Arthur rested his pick axe against the little wall that his colleague had built up. “Barman, a beer.”

“Coming, just a second.”

This exchange was an allusion to the fact that until recently Walter Kusian had worked as a barman at the Casablanca bar on Augsburger strasse, but that he had been fired. One of the regulars, a wealthy film producer, had recognized him and refused to be served by a Nazi. In the ensuing exchange Walter Kusian had become somewhat aggressive.

Time passed by very slowly. It was foggy, wet and cold. Walter Kusian wouldn’t have minded if a piece of wall broke off and killed him. The best thing in life was to die suddenly without fear. Arthur could at least look forward to the evening with his family out there in the garden colony. But for him there was only an entire evening alone in his little room…Only people who had money, a lot of money could afford to hope. The owner of the furniture store across the street surely had a lot of dough, he made sure that the movers carried his expensive stuff up the stairs without any scratches. ‘GG Furniture: a great idea.’ GG stood for Gregor Göltzsch, Walter Kusian had seen the name in the paper. The thought of killing him, of opening his treasure chest and… That made him warmer even than the mulled wine that the boss handed out when daylight had fallen and he came back to pick up the tools. “Guys, let’s call it a day.”

Walter Kusian walked to the stop to take the streetcar, he got on the number 2; it was completely packed. The car had no doors so he stood on the platform, almost outside and froze. On Turmstrasse he caught sight of two women yapping. They were just walking out of the Robert Koch hospital. Elizabeth Kusian and her friend Anni.

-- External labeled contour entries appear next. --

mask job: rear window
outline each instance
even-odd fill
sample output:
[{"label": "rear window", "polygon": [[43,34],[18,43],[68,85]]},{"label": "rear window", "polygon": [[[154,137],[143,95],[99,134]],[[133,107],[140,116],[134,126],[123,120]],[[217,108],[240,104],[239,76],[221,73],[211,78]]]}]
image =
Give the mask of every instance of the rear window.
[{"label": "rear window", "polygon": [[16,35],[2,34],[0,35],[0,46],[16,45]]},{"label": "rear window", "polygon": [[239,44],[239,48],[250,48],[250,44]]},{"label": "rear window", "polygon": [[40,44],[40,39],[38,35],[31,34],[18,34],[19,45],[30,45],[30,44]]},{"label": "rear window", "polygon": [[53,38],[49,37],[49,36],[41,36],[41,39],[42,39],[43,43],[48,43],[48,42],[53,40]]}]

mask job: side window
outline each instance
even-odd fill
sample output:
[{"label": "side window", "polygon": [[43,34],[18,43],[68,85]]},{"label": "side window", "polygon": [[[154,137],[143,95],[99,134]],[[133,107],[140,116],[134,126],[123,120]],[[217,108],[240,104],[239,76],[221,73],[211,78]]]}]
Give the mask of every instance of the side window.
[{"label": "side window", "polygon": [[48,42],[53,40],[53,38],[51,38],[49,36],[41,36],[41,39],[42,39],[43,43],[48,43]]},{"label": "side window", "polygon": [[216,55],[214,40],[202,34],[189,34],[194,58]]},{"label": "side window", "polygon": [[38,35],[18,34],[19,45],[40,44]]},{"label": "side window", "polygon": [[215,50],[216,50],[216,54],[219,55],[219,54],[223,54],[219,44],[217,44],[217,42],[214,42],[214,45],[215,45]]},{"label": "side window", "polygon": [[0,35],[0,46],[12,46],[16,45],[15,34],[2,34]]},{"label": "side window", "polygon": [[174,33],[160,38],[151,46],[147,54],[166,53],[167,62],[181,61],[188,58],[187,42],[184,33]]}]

He called out to her: “Hi there, sister in law!”

“Hi, brother in law.”

“Will you have a little time for me tonight?”

Elizabeth Kusian made a big NO sign with her right hand in front of her face, two or three times, as if he were too thick to catch on the first time. “No, absolutely not.”

“You better watch out your bones don’t end up inside a ruin.” Walter Kusian whispered as the streetcar went on its way.